Jesús es el paladín de la fe en la verdad que entraña su obra. Nadie como él a lo largo de toda la Escritura ha encomiado tanto el poderío de la fe. Ya al principio de su predicación, abre el libro de sus enseñanzas recabando de todos que crean en su palabra. Es condición básica de su evangelio. Quien crea en su palabra, cree en su persona, el Hijo de Dios.
Son innumerables las veces que insiste en que hay que creer en él a pie juntillas. Y es que Dios entregó su Hijo al mundo para que no perezca nadie que crea en él, le dice a Nicodemo. La fe mueve montañas, declara de hiperbólica manera, porque al fin, la fe en su palabra abre al creyente el portillo de la eternidad.

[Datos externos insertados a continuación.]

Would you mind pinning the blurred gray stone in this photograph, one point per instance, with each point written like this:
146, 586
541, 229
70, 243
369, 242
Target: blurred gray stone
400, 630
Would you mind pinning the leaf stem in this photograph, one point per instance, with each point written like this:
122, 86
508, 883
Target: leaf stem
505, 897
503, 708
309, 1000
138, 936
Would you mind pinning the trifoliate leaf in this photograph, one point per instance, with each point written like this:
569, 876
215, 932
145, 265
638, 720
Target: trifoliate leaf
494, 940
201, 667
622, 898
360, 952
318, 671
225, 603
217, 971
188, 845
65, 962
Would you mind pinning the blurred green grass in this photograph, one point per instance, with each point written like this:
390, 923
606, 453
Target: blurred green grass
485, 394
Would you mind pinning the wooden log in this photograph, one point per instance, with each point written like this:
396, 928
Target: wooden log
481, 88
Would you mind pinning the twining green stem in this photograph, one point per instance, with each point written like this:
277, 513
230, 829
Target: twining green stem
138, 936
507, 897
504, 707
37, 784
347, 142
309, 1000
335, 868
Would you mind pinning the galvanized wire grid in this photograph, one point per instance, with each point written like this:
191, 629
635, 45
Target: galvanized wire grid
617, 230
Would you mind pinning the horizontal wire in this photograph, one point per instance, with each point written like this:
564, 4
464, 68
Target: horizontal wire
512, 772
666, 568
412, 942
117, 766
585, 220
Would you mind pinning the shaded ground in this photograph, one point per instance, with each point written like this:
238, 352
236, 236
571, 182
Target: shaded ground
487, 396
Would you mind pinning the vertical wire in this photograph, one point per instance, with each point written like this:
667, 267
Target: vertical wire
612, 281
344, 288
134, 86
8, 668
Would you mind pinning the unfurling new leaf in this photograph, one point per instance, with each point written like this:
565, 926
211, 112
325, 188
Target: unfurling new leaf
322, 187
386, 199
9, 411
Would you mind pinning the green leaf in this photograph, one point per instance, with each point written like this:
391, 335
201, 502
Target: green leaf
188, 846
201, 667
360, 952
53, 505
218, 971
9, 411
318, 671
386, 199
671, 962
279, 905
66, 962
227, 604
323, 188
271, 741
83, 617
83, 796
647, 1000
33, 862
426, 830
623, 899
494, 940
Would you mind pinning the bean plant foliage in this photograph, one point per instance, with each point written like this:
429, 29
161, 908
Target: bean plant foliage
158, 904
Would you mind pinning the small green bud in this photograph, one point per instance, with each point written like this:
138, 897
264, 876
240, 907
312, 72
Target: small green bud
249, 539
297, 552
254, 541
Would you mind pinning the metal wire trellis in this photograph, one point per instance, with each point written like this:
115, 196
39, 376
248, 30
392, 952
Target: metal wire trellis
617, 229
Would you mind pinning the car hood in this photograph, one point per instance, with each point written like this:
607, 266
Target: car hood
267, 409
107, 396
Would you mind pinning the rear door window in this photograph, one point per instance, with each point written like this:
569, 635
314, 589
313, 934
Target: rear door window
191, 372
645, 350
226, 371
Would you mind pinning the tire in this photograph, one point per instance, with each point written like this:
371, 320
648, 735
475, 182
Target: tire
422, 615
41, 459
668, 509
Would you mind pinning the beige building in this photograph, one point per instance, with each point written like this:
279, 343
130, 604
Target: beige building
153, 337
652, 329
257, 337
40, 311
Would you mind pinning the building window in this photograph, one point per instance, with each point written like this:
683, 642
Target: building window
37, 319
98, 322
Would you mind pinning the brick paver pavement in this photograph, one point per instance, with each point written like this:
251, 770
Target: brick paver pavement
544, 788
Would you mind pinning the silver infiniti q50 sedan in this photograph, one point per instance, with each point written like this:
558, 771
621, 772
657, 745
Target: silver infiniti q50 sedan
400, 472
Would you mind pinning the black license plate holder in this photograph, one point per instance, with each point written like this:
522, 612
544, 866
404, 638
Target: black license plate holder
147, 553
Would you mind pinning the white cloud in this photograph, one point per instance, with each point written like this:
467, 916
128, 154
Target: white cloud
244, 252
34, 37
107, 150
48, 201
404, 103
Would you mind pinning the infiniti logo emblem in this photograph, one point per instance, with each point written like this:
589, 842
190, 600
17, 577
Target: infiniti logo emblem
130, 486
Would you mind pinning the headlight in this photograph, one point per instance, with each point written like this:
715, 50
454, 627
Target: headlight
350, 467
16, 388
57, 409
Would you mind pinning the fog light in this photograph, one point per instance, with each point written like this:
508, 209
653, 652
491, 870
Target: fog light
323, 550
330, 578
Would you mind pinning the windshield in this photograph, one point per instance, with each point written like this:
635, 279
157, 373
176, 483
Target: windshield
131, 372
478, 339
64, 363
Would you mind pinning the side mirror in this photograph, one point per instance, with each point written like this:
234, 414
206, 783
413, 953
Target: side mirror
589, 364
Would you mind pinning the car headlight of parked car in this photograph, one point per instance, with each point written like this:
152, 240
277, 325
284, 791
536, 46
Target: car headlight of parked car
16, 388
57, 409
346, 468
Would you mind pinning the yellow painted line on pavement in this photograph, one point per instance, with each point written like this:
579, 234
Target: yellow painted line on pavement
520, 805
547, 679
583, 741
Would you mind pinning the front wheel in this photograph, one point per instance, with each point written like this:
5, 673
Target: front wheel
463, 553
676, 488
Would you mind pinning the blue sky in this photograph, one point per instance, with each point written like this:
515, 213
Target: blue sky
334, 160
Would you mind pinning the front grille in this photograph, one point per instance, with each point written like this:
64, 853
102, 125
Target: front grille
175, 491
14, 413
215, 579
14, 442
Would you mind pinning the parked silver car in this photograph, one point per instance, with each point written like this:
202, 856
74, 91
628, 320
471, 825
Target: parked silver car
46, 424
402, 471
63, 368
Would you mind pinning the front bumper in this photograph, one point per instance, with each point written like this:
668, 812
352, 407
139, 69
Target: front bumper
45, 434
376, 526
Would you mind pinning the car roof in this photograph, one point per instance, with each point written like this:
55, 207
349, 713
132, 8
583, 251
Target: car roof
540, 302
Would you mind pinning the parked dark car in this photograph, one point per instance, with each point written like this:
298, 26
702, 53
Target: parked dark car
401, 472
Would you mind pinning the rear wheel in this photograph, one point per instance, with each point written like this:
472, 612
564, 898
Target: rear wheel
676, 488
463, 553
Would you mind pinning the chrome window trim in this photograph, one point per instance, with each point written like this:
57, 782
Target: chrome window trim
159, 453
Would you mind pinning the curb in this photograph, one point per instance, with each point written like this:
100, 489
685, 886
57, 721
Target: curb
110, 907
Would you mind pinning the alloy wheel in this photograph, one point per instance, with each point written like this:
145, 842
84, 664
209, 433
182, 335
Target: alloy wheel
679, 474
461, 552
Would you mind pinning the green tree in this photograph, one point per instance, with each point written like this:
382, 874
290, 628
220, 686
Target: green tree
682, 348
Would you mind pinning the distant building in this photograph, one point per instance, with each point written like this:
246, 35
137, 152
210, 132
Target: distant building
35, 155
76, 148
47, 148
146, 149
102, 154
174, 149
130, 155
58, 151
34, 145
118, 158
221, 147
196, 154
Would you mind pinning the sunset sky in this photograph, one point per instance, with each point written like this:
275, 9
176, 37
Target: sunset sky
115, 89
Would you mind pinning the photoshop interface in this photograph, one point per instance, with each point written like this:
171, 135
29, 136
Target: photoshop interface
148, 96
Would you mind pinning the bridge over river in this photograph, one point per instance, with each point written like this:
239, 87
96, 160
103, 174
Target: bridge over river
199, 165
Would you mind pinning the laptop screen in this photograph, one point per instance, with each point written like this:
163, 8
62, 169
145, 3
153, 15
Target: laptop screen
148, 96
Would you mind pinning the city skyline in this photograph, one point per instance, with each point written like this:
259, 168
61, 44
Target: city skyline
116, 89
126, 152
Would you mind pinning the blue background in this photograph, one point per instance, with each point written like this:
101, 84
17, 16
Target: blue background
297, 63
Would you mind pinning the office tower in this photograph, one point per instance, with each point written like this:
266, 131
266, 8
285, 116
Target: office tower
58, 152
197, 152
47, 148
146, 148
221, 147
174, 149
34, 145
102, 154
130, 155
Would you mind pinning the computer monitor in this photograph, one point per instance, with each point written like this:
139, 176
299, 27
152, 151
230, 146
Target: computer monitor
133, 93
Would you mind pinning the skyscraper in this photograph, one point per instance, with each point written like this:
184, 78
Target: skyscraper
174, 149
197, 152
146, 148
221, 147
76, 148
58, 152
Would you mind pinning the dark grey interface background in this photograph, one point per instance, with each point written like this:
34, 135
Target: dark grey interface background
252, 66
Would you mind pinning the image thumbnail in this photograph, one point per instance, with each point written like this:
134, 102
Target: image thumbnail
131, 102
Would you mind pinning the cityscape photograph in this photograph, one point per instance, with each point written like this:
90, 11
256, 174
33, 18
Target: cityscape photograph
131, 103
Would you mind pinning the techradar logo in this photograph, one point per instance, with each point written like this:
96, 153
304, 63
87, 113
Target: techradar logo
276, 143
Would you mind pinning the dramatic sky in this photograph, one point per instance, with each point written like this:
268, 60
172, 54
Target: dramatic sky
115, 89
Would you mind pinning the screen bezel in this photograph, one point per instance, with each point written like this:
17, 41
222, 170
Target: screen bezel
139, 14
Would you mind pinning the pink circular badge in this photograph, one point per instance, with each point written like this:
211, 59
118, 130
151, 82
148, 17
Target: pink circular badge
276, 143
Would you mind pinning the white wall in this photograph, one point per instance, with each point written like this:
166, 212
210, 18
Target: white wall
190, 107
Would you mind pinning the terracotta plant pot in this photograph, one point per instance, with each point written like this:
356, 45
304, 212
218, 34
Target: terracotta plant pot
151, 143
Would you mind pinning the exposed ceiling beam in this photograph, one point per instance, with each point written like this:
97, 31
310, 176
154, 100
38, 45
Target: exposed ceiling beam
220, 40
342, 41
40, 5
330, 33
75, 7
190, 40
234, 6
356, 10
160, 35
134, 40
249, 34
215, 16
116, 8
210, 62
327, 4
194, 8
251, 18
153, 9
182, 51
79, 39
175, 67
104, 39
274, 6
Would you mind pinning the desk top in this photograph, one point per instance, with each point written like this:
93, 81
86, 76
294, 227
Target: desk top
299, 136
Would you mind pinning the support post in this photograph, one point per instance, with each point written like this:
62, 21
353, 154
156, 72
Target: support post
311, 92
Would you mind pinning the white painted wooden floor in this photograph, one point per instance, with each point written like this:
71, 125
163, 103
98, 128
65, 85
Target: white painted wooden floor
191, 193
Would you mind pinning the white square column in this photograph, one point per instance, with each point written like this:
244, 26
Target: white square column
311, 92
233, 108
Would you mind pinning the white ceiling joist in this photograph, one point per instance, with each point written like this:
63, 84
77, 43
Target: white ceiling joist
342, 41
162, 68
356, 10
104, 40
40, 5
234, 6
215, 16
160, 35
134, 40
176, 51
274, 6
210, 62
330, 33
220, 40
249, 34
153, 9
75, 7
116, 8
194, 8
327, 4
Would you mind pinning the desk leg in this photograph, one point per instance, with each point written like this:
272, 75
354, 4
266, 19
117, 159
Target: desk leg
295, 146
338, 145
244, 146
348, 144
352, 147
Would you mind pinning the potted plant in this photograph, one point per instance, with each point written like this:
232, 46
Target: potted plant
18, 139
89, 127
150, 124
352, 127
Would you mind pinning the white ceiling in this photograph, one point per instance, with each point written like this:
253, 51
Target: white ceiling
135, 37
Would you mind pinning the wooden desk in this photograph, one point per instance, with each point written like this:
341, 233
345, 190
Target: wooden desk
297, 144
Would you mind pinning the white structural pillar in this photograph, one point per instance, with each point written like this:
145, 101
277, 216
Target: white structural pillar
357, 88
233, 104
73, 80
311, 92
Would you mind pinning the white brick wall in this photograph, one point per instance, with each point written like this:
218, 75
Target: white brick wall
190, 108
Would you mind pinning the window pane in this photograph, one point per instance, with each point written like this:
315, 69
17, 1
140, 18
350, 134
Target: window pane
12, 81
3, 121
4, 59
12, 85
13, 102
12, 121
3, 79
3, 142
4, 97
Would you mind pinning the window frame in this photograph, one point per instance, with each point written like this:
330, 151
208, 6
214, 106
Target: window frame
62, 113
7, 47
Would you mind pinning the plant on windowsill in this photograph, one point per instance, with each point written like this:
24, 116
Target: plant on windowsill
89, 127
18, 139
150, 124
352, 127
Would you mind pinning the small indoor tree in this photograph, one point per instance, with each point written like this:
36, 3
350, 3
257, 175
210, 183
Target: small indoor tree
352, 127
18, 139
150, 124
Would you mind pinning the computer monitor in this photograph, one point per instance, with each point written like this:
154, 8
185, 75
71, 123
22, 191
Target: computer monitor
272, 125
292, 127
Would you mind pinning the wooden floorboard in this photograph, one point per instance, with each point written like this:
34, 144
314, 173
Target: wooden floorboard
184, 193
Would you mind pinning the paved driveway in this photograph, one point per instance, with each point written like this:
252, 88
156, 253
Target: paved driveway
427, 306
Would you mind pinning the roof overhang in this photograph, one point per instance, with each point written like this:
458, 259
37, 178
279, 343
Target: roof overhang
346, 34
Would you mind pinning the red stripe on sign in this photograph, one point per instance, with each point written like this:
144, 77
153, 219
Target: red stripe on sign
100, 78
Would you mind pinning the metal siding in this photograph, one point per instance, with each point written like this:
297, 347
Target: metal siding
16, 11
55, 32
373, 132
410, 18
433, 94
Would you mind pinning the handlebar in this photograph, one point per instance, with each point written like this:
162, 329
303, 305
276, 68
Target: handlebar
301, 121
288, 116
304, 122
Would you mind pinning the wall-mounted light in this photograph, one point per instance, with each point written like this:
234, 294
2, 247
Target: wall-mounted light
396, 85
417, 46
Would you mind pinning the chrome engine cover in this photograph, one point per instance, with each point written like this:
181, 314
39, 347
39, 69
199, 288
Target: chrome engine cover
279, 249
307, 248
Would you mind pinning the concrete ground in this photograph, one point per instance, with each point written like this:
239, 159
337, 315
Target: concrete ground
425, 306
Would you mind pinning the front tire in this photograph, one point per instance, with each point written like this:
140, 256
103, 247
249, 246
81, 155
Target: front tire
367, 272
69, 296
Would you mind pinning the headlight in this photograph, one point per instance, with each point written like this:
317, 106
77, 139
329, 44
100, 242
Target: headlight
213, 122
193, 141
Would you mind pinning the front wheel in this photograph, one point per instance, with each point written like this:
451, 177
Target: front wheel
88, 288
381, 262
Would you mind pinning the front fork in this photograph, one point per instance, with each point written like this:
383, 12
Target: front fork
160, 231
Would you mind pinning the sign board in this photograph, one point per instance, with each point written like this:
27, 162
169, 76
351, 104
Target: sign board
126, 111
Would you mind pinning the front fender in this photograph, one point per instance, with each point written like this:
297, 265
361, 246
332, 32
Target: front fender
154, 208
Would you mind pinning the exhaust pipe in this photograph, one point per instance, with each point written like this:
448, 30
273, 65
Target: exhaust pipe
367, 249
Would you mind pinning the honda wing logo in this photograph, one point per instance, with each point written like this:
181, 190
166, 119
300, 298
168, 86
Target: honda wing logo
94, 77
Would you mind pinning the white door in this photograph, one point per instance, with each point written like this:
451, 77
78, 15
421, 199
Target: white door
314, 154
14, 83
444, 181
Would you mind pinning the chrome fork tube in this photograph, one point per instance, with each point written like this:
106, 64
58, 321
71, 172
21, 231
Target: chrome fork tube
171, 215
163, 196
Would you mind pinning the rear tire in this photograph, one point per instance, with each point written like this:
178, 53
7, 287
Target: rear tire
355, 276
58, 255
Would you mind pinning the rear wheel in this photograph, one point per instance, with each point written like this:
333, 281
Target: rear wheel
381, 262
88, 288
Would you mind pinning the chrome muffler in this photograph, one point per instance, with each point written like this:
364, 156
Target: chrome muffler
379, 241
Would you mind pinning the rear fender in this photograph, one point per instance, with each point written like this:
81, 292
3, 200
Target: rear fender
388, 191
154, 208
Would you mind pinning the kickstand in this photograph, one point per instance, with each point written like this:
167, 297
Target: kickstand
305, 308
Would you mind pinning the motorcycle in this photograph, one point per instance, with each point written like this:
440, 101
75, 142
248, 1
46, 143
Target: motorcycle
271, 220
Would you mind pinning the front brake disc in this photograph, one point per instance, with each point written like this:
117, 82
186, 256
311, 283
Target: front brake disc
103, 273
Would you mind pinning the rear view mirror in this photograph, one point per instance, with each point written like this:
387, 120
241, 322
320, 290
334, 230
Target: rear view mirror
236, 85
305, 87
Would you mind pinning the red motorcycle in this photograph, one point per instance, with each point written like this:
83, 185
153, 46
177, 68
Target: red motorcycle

A los apóstoles, informados por los dos discípulos de Emaús en el Cenáculo que han vito vivo a Jesús, les echa en cara su incredulidad. Ya había llamado torpes a esos mismos discípulos por su cortedad en la inteligencia de las Escrituras que hablan de él, en tanto que, a propósito de la increencia de Andrés, llama bienaventurados a quienes creen sin ver. Es lo que le sucede a Juan al llegar al sepulcro vacío: vio y creyó sin más. Y aquí ahora, le confiesa a Felipe-que quiere ver al Padre-, que quien cree en él hará las mismas cosas prodigiosas que él hace.
No es cuestión de jugar con la palabra de Dios como quien corretea con un patín o juega a la lotería, poniéndola a prueba. Pongamos a prueba la palabra que le hemos dado nosotros a él de seguirle siempre sin titubear, llenándola de amor y de una fe inconmovible, ¡a toda prueba!